Gerekend vanaf 4 mei was ik binnen twee weken in drie verschillende Amsterdamse theaters.
Op 4 mei werkte ik mee aan de wereldpremière van de kameropera Het ware geweld van René Samson. De uitvoering vond, als onderdeel van Theater na de Dam, plaats in de Uilenburger Synagoge en begon na de dodenherdenking, om 21:00 uur. Herhalingen volgden op 11 mei, 12 mei en 14 mei, steeds op dezelfde lokatie. Alle vier uitvoeringen waren uitverkocht en de laatste werd opgenomen door de Concertzender.
Op 13 mei ging ik naar het Compagnietheater voor een uitvoering van de kinderopera Brundibar van Hans Krasa door het Nieuw Amsterdams Kinderkoor.
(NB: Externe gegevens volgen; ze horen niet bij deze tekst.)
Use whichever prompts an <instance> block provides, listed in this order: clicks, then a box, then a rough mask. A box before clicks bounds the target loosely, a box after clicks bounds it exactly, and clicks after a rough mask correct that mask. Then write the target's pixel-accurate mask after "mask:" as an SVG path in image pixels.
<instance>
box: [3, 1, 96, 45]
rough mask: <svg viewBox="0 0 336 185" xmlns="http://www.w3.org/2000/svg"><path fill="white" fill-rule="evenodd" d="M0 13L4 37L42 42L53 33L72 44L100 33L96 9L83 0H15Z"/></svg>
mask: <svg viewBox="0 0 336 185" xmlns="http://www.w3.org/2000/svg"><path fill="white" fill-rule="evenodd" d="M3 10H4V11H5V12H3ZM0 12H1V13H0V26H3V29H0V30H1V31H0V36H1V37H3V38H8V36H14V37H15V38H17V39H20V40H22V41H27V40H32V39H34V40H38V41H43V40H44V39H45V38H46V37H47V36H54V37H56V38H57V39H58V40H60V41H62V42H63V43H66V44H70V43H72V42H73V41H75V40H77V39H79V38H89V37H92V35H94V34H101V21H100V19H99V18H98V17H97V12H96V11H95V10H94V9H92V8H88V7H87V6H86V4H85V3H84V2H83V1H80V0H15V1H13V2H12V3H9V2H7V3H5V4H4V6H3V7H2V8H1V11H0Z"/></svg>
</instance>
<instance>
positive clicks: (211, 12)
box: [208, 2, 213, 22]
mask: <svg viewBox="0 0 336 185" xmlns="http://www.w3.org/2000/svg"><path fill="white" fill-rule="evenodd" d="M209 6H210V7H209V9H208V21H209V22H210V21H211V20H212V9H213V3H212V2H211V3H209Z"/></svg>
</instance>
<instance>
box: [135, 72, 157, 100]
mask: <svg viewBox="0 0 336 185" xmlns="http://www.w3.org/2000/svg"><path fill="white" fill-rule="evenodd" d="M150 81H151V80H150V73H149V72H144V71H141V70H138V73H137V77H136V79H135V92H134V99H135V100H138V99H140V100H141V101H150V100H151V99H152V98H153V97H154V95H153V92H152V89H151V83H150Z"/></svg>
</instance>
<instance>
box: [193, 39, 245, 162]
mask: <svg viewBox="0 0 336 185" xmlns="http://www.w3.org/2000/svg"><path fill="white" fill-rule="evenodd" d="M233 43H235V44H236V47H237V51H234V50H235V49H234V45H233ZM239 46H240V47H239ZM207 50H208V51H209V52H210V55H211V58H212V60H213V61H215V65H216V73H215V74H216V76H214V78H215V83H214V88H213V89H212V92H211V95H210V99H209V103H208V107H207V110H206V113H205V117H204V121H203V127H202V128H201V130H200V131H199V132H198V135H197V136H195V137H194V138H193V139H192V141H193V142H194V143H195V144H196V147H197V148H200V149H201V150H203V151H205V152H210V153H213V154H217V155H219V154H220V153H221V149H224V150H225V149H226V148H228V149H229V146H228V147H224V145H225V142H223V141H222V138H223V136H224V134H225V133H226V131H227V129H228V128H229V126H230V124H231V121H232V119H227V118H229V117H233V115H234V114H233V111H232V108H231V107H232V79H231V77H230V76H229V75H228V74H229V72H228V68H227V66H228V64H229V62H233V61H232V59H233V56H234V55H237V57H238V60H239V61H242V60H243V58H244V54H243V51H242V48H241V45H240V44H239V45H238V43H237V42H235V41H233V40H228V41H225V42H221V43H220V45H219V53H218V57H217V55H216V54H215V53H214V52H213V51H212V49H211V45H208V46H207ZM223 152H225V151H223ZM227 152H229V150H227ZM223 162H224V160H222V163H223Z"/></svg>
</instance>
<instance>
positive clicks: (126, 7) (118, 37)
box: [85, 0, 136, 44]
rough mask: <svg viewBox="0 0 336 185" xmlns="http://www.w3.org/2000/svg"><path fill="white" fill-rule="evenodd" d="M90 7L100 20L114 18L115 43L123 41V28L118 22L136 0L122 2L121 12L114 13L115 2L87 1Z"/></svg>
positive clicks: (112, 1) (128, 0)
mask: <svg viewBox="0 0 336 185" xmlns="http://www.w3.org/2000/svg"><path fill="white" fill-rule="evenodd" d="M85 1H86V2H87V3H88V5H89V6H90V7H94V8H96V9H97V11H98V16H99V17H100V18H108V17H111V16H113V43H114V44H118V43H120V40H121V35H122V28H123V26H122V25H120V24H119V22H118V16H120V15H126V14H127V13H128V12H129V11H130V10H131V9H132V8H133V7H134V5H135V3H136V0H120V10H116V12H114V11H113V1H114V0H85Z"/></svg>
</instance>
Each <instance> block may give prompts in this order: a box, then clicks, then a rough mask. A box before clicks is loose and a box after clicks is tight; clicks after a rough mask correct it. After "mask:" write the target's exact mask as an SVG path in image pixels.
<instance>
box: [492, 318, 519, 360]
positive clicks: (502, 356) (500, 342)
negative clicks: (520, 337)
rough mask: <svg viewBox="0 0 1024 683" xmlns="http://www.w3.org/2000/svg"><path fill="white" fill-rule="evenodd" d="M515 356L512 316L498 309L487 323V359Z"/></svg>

Helaas was ik niet in de gelegenheid geweest naar een van de eerste twee uitvoeringen te gaan, omdat die op 4 mei samen vielen met Het ware geweld. Ook hier waren de vier uitvoeringen uitverkocht, of toch zo goed als. Helaas miste ik zo wel Ela Weissberger, overlevende van Terezin die daar in de opera had meegespeeld.
Op 18 mei tenslotte ging ik in de Melkweg naar de try out van een nieuwe opera van Robert Zuidam, A love unsung, door The Stolz Quartet. Het bijzondere aan deze opera is dat er niet in gezongen wordt. Het thema is een componist die geen inspiratie kan vinden, zijn muze doodt. Maar kan een muze wel gedood worden?